Today has been emotional for me and as I sat in fast and testimony meeting tears just would not stop. There was such an overwhelming amount of thankfulness in my heart for blessings that our family has received this past week and a half from our loving and gracious Father in Heaven.
Just briefly going back to Wednesday, May 25th when Nolan was injured and had to be air lifted to the hospital. I remember at 2:30 becoming very agitated to the point that I could not calm down. My body was shaking so hard and nothing would stop the shakes. I told Dick that I did not know what was wrong with me and that the agitation was getting worse.
I remember sitting in my chair trying to stop shaking. Sometimes when I get these bouts of shaking, I can sit in my chair and very tightly press my back into the back of the chair and they will subside, but not this time. I was totally miserable and useless to my self and my family.

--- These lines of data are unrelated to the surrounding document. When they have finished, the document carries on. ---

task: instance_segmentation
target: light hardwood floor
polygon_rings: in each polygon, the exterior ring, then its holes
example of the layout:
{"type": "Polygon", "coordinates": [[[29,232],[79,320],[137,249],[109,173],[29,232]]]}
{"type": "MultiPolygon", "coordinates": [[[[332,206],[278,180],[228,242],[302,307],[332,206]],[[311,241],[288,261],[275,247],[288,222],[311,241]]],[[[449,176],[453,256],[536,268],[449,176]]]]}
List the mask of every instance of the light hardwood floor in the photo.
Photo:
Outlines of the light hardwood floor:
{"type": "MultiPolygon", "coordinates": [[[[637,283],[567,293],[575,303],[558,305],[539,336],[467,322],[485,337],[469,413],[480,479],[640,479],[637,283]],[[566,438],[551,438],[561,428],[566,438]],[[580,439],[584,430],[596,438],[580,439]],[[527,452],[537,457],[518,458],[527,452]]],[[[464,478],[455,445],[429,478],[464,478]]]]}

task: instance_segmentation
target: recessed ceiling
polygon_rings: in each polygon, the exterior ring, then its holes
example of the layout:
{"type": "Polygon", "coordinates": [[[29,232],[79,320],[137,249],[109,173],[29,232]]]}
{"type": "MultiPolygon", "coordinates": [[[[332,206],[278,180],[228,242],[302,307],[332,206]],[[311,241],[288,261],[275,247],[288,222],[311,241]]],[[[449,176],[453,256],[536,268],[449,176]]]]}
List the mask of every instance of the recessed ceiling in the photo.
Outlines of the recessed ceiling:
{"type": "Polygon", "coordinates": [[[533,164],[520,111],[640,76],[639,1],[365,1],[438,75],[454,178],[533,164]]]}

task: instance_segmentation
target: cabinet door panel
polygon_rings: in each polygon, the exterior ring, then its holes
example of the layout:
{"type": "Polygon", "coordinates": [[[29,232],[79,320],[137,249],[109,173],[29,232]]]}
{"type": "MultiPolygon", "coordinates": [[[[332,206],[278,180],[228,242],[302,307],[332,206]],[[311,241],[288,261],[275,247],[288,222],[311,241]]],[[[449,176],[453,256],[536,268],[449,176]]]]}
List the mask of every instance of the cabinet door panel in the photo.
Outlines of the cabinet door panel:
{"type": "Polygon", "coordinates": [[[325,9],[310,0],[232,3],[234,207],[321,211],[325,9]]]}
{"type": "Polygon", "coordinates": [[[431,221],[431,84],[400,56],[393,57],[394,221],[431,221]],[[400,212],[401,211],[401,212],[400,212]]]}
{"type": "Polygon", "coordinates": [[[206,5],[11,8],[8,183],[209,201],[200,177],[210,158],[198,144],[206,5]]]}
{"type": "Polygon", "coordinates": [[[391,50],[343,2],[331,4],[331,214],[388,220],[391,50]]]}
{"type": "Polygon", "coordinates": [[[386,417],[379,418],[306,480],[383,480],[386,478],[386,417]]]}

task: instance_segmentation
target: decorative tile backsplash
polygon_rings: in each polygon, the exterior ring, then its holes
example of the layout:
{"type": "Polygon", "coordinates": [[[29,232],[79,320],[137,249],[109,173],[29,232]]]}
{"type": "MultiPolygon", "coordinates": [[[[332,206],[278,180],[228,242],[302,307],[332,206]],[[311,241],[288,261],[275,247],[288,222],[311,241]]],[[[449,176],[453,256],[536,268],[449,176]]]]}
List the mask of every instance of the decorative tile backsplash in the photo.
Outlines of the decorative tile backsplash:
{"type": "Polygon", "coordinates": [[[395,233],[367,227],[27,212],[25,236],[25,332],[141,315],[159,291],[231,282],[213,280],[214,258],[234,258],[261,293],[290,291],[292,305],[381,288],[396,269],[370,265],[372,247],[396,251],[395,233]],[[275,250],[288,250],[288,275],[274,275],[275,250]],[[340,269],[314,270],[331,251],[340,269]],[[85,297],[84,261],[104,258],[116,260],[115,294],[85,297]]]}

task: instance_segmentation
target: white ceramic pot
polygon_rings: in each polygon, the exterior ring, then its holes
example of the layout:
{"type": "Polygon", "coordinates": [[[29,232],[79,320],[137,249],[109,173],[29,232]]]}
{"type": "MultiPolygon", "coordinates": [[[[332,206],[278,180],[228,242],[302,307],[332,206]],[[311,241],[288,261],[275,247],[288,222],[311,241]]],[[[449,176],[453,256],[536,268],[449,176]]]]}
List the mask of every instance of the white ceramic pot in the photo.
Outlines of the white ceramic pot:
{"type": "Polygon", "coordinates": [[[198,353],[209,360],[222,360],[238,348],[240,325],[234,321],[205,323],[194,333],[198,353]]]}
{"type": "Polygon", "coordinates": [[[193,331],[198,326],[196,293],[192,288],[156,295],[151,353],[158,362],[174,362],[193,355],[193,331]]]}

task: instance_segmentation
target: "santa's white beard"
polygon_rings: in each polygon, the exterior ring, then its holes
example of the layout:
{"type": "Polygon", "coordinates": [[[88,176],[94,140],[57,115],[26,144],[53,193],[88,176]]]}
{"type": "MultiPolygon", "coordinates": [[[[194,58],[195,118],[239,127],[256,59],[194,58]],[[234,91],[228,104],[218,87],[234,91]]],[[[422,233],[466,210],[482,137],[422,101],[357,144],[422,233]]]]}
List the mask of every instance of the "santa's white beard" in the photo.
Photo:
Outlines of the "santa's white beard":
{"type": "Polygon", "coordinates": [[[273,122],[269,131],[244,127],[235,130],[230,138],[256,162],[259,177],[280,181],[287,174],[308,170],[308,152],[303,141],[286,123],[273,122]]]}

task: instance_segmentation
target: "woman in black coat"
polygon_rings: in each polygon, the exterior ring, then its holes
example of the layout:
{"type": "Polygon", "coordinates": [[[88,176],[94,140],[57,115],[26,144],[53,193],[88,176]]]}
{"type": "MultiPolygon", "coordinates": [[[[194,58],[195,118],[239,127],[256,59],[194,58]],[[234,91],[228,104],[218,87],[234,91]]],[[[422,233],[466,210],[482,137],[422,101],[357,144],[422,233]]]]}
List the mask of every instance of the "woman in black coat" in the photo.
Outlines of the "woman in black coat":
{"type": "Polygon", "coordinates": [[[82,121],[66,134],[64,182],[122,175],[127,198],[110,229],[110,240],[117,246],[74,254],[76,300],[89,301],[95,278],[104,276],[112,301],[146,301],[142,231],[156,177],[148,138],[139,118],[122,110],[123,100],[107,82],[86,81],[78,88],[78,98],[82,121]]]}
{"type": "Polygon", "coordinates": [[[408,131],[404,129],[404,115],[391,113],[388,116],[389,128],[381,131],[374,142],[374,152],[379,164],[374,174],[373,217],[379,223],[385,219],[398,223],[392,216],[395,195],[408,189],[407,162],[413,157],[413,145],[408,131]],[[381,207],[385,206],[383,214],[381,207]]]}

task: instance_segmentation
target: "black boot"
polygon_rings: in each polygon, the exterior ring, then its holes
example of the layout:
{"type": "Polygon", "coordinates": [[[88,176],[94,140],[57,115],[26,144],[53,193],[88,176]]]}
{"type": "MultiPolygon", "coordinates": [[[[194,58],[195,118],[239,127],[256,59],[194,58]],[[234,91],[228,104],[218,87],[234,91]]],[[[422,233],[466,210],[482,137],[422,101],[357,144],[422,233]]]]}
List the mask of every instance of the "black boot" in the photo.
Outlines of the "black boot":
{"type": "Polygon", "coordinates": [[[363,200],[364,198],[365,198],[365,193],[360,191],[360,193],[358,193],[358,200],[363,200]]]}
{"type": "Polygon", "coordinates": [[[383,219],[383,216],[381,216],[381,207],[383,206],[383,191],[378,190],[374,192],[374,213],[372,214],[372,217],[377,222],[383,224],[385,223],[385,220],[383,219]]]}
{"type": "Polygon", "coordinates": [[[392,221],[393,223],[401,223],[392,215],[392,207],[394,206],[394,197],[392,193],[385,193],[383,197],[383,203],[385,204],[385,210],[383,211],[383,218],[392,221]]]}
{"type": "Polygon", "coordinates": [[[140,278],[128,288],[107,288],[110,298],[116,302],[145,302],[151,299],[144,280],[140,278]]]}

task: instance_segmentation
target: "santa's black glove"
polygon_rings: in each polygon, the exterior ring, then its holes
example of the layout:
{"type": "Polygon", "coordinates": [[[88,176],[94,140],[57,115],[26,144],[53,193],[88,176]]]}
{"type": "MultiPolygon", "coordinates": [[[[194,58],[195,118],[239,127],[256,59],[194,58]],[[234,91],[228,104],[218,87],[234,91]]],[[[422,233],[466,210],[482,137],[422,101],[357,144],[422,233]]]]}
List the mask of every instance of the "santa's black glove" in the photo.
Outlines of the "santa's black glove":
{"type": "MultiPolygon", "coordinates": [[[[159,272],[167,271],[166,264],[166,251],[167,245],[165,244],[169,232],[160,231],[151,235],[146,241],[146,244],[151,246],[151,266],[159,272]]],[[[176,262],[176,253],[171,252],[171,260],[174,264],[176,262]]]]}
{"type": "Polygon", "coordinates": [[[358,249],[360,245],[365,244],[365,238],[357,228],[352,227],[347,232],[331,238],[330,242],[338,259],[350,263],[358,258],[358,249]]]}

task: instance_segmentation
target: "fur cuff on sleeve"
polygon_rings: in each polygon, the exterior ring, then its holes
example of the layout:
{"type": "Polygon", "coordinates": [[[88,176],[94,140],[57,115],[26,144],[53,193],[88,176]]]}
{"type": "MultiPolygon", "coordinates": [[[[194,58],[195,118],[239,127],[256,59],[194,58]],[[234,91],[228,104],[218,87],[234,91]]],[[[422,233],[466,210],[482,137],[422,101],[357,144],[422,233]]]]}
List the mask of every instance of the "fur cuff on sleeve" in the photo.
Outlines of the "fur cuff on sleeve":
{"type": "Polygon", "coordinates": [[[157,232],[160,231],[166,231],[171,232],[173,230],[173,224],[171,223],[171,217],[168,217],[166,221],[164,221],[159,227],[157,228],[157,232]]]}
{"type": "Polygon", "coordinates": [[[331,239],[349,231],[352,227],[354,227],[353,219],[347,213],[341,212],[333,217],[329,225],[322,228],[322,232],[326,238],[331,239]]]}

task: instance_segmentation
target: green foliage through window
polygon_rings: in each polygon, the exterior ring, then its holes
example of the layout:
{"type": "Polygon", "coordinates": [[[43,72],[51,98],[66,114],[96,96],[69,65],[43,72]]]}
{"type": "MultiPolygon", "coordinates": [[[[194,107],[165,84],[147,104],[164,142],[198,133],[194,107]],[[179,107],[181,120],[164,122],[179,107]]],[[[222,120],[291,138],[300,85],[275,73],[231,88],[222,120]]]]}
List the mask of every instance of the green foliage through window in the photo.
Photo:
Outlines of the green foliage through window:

At this same time Nolan was being tossed through the air and receiving the medical help that was needed to get him ready to be air lifted to the hospital.
At that very moment of time our Father in Heaven wrapped his arms about Nolan as he was flying through the air. He gently laid him on the ground only letting minor injuries befall his body.
Heavenly Father made a miracle out of a situation that could have been so tragic. Today we are rejoicing that our Nolan is alive, healthy and happy instead of attending services to honor his short life.
My testimony this day is I know that God does hear our pleas that are sent heavenward. That he does protect us from harms way. I am thankful that Nolan was not hurt worse than he was and that he is still with us today.
I am also grateful for Heavenly Father putting His arms about Brook in her hours of anguish and trauma. With His over abundance of love, she was given the strength she needed in order to attend to her child’s needs. She was able to give him the comfort that he needed and be with him in a calming way.
Today I am thankful for a loving Father in Heaven and for his strong arms that encircle us in such a loving way.